Symptoms may vary widely. A mild case may have no symptoms.
When symptoms do occur, they could include the following:

  • Tenderness and redness in the affected area

  • Pain and swelling in areas drained by the vein where the blood clot is located

  • Fever

  • Cramps

  • Rapid heart beat

  • Sudden, unexplained cough

  • Joint pain and soreness

    Am I at risk?

    If you have at least one of the following conditions, you may be at higher risk:

    • Over the age of 60

    • Recent accident, surgery, or other trauma

    • Coronary artery disease

    • Smoking

    • Pregnancy

    • Obesity

    • Use of oral contraceptives

    • Family history of clotting problems

    What can I do about it?

    There are several things that you can do to reduce your risk:

    • Wear clothing that may help your circulation

    • wear graduated compression stockings (TEDs). This is important for travelers who have other risk factors for DVT

    • Get up and move around at least once an hour

    • If you have to remain seated, flex your ankles and move your feet in a circular motion.

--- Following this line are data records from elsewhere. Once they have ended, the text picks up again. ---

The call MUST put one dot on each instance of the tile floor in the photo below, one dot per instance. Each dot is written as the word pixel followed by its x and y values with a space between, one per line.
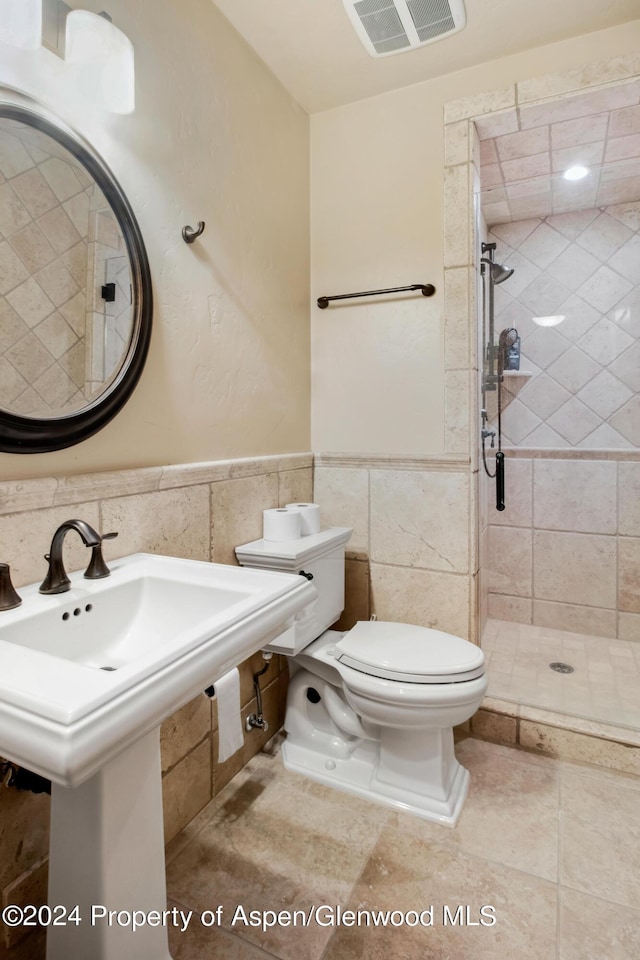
pixel 605 685
pixel 553 847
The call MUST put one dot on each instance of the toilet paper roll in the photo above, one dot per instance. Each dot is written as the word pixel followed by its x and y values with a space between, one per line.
pixel 230 735
pixel 281 523
pixel 309 517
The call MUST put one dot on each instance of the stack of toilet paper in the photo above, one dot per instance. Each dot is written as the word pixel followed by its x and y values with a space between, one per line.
pixel 291 522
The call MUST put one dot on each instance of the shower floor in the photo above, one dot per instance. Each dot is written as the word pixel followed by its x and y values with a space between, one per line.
pixel 604 686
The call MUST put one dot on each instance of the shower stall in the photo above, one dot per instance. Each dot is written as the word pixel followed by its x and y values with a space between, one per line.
pixel 559 428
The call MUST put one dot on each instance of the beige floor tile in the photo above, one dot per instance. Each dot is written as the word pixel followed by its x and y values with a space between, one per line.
pixel 590 927
pixel 200 942
pixel 600 838
pixel 276 841
pixel 605 684
pixel 511 813
pixel 403 875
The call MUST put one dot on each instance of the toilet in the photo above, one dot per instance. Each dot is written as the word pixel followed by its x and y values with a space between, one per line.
pixel 371 710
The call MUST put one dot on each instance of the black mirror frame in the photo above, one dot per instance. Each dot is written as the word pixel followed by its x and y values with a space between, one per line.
pixel 30 435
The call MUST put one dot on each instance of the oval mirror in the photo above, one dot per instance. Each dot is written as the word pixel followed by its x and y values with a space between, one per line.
pixel 75 286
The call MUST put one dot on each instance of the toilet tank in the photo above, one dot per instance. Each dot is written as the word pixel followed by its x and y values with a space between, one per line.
pixel 320 557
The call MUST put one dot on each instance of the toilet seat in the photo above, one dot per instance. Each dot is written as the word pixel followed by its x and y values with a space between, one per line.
pixel 408 653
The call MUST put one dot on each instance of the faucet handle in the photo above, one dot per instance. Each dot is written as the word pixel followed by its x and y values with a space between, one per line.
pixel 97 567
pixel 8 596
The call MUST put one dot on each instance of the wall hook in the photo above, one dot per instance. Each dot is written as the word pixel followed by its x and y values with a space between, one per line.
pixel 189 234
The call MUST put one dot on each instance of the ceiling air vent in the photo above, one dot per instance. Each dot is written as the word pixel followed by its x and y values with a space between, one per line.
pixel 391 26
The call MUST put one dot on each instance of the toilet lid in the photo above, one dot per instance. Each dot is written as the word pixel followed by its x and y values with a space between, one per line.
pixel 402 651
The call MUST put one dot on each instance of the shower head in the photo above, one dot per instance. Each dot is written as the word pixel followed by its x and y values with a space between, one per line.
pixel 499 272
pixel 508 336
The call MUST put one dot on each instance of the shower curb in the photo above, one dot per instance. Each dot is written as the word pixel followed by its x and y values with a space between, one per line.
pixel 556 735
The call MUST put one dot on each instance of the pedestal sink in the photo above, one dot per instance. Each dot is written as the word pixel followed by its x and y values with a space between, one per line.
pixel 86 679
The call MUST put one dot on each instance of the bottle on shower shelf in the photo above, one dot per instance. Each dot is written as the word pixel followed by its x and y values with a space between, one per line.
pixel 512 351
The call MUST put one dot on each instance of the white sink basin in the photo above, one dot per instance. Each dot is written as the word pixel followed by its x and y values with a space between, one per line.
pixel 86 673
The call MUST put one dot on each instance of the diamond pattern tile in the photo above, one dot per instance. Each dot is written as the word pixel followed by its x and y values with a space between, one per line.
pixel 573 369
pixel 605 394
pixel 605 341
pixel 574 421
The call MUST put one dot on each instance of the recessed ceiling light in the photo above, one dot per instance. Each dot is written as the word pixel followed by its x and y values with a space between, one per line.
pixel 576 172
pixel 549 321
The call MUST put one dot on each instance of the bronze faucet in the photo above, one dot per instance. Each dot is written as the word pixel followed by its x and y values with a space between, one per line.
pixel 56 580
pixel 8 596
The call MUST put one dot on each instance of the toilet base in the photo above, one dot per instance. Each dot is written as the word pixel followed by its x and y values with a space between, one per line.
pixel 359 775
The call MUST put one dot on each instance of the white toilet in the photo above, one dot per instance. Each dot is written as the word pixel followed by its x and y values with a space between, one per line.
pixel 371 711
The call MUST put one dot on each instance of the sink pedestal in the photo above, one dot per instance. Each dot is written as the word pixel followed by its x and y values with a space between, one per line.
pixel 107 849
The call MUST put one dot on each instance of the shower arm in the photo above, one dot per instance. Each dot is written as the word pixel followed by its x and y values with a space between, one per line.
pixel 486 267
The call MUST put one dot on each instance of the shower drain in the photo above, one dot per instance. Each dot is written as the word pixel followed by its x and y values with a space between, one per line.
pixel 560 667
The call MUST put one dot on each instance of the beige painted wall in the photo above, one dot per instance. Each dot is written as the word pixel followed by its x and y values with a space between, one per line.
pixel 214 137
pixel 377 175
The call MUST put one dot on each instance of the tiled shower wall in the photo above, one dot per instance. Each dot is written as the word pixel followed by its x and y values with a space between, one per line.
pixel 584 388
pixel 197 511
pixel 565 553
pixel 45 202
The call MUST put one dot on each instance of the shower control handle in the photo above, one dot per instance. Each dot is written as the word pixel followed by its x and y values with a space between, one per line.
pixel 500 480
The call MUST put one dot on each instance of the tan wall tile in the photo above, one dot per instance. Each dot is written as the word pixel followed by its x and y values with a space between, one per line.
pixel 629 574
pixel 629 499
pixel 456 318
pixel 629 626
pixel 186 789
pixel 420 519
pixel 518 510
pixel 171 522
pixel 343 496
pixel 576 495
pixel 517 609
pixel 423 597
pixel 478 104
pixel 456 143
pixel 510 561
pixel 457 400
pixel 456 225
pixel 295 486
pixel 557 576
pixel 236 512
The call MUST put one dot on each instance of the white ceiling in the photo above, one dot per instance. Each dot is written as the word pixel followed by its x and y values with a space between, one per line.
pixel 312 48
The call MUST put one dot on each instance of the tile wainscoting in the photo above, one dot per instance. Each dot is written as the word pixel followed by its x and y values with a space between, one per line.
pixel 411 555
pixel 198 511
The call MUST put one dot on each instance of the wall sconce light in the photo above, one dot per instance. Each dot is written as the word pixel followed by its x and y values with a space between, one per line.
pixel 21 23
pixel 98 58
pixel 101 61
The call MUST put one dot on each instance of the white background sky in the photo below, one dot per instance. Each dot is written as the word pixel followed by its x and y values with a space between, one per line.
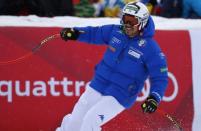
pixel 66 21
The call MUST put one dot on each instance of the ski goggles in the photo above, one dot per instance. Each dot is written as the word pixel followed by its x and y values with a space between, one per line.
pixel 130 20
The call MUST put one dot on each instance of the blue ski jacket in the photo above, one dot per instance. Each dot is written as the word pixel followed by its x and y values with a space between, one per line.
pixel 127 63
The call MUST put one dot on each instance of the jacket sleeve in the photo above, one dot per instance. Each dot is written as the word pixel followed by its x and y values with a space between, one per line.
pixel 95 35
pixel 158 72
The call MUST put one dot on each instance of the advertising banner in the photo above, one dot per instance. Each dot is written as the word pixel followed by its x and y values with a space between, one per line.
pixel 39 90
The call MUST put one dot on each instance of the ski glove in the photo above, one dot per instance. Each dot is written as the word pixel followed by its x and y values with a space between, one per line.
pixel 150 105
pixel 69 34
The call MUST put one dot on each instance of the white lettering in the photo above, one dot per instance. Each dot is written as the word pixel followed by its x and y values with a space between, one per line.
pixel 8 92
pixel 52 84
pixel 40 88
pixel 26 90
pixel 65 84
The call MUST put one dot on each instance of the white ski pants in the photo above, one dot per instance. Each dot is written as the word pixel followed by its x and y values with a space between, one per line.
pixel 90 112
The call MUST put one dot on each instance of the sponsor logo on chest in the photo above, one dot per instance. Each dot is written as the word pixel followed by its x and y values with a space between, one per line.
pixel 134 53
pixel 116 40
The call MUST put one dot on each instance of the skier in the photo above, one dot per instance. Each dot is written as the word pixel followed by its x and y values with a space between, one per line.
pixel 131 57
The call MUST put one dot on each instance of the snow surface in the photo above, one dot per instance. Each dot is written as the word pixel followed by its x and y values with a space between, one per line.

    • Drink plenty of water before and during the flight

    • Limit your in-flight alcohol consumption

    • Don't cross your legs or ankles

    • Seek medical advice before traveling if you feel that you may be at risk

    Some doctors recommend taking aspirin before traveling because of its blood thinning effects. But it is not suitable for children and can have side effects. If in doubt, seek advice from a pharmacist or doctor.

    People who have one or more of the risk factors mentioned earlier should seek medical advice before traveling.

    Anyone who develops swelling or pain in the leg, or breathing problems after traveling should seek medical advice urgently.